大樹はしばらく黙り込みましたが、「ええ」と頷いたのでした。
6節
あくる日、少女は少年を連れて、あの大樹に会いに行きました。
「君は植物とも話せるんだね」
「あの大きな樹だけよ。他の動物や植物とは話せないの」
(普通は樹とテレパシーを繋ぐことが出来ないはず……でも彼女は会話をしている。
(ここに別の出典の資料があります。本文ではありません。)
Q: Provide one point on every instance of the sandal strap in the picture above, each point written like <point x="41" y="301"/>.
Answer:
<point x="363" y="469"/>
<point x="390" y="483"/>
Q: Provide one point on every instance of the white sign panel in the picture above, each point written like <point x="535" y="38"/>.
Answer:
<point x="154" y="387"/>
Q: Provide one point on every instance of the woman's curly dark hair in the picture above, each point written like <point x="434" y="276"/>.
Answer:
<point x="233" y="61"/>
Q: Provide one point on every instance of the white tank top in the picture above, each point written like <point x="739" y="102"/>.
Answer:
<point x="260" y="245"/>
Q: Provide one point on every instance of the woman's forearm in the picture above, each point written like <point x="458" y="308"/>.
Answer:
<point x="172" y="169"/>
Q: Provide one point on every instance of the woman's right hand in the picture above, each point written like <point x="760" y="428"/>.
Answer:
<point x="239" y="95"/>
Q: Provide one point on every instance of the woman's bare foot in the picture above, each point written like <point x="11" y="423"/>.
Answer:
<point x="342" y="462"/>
まさか……)
「どうかしたの? 」
「いや、なんでもないよ」
少年はポケットの中を探って、恐らく大丈夫だろうと確信した。
7節
少年は近づくにつれ、吐き気を催した。
少女は心配するが、なぜか早く会わせたいという気持ちが
芽生えて抑えられなかった。
「ねぇ、早く行こう……」
「待ってくれ……」
少女の繋ぐ手の力が強まる。
少女とは思えないほど強い力で握られ、離れられない。
「……ねえ」
少年はポケットから何かを取り出し、少女に見せる。
「……えっ」
それはマッチだった。
「君は悪いものに取りつかれている」
「例えば……"ドリュアス"とか」
少女の握る手を振りほどき、マッチを勢いよく擦ると
赤い火が点った。
8節
「やめて!! 」
少女は大声をあげて少年から退いた。
「お願い、火を消して!! 」
「彼女から居なくなれば、消す」
少年は意を決っして、少女にジリジリと近づく。
「わ、わかったわ……」
少女とは違う別の声がハッキリと聞こえた。
すると深い緑色の煙が少女の体から消えていった。
少年はそれを見ると安堵し、火を消した。
9節
しかし、葉のついた無数の枝が少年に向かって瞬時に伸びた。
少年はそれに気付くのが遅かった。
「うわぁぁぁ!! 」
少年の体に木の枝が絡みつき、大樹に引きづり込まれる。
少女はそれを呆然と見ることしか出来なかった。
少年は少女の名を叫んだが、虚しく大樹の中へ消えていった。
「どうして……」
「ふふ……ふふふふふ……」
大樹の精霊、ドリュアスは不気味に笑った。そして
「あなたも私の一部になるの」と言ったのが少女の最後の
記憶だった。
10節
ドリュアスに取り込まれた少女は
ナイトメア──ドリュアスになった。
「これで彼と一緒」
どこかで、誰かの言葉が聞こえた気がした。